[Editorial] Justo reconocimiento

  • Por: LaDiscusion.cl
  • Fotografía: Victor Orellana

Es sabido que existen personas dotadas de capacidades y habilidades artísticas de alto nivel; también sabemos de personas que por su aptitud de maestros son dignas de reconocimiento. Hay, por fin, personas que, movidas por su vocación, se dedican al rescate y promoción de la cultura, creando productos culturales y formando audiencias y puentes entre las antiguas y nuevas generaciones. Cuando esto ocurre, cuando los méritos señalados se aprecian en un profesor normalista que desde la literatura ha influenciado la cultura local en diversos ámbitos y en un profesor universitario que ha hecho una maciza contribución a la identidad de Ñuble, es justo el testimonio de un homenaje.  Y más. 

El profesor Carlos René Ibacache fue declarado ayer Hijo Ilustre de Chillán, máxima distinción que otorga la ciudad y que también ha recaído en figuras consulares como Claudio Arrau y Ramón Vinay.  Alejandro Witker, en tanto, recibió la Medalla al Mérito Claudio Arrau, reconocimiento que se entrega cada dos años a personas o instituciones que han hecho un aporte fundamental a la cultura local. 

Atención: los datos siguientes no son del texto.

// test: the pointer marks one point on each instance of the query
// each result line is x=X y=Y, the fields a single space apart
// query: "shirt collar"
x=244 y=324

Testigos fieles de toda una época de Chile y de los último 60 años de la hoy nueva región, viven en Ibacache y Witker la pasión por promover la cultura en sus diferentes expresiones, por explorar nuevas ideas, por aplaudir y apoyar lo bueno cualquiera sea su origen. 

Lo anterior, sin embargo, no omite la posesión de un agudo sentido crítico que ambos han sabido ejercer con singular sabiduría, siempre con la vista puesta en cómo mejorar lo existente antes que a demolerlo.

Por eso resulta muy interesante y valioso lo planteado por Alejandro Witker en su discurso, al criticar los criterios de asignación de los millonarios recursos públicos que cada año se otorgan para actividades de poca o nula valía cultural, lo mismo que la inexistencia de mecanismos de evaluación para saber qué se logró con cada proyecto y peso invertido. 

Uno contestatario y frontal, el otro discreto, aunque no por ello menos trascendente, Witker e Ibacache se han ganado merecidamente distinciones de particular trascendencia como las otorgadas ayer por la ciudad, que con ellas les agradece que consagraran su vida a la difusión y apoyo de la cultura local. 

Merece celebrarse la decisión adoptada por la Municipalidad de Chillán de galardonar a dos hombres de bien que, a sus virtudes profesionales, supieron unir una vocación por la docencia y la sabiduría que ha influido en muchas generaciones de ñublensinos.